Poor families in the developing world often lack the resources to take advantage of healthcare. Distance to health facilities, lost wages due to illness, the costs of care-taking and care-seeking, facility fees and other out-of-pocket costs limit access and can threaten to drive poor families deeper into poverty. Conditional Cash Transfer (CCT) programs--which transfer cash to poor mothers for use of health services and education--are one of the strategies to create incentives for the poor to use preventive health care services. Evaluations show that CCT programs work, and their use is spreading rapidly throughout the developing world. Since 1997, seven countries in Latin America and the Caribbean have implemented and evaluated CCT programs with health and nutrition components, and other countries are in the process of developing programs.

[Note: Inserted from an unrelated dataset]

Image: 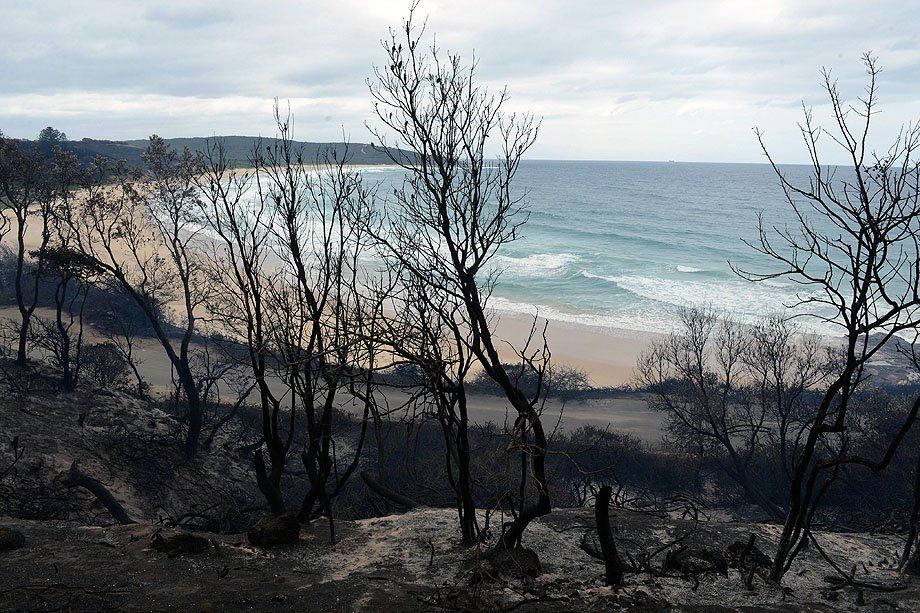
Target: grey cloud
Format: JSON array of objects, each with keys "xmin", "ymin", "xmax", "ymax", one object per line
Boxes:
[{"xmin": 0, "ymin": 0, "xmax": 920, "ymax": 159}]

This paper analyzes key features of CCT programs and offers practical advice for the design of future CCT programs. Recommendations include:
- Consider country context: are preventive services under-utilized by the poor the country in which you are working? What is the principal barrier to access?
- Model the effects of a cash transfer before the program is in place, and set the amount of the transfer based on the effects you want to achieve.
- CCT programs are most successful where the quality of health clinics is good.
- Evaluate what happens when compliance is enforced versus when it is not enforced.
- Target the extreme poor.
- Learn from other programs: evaluations and experienced staff should be made available to support governments in the development of programs.
This paper is one in a series of four CGD working papers written in conjunction with the Performance-Based Incentives Working Group (Working Paper Nos. 119 – 122).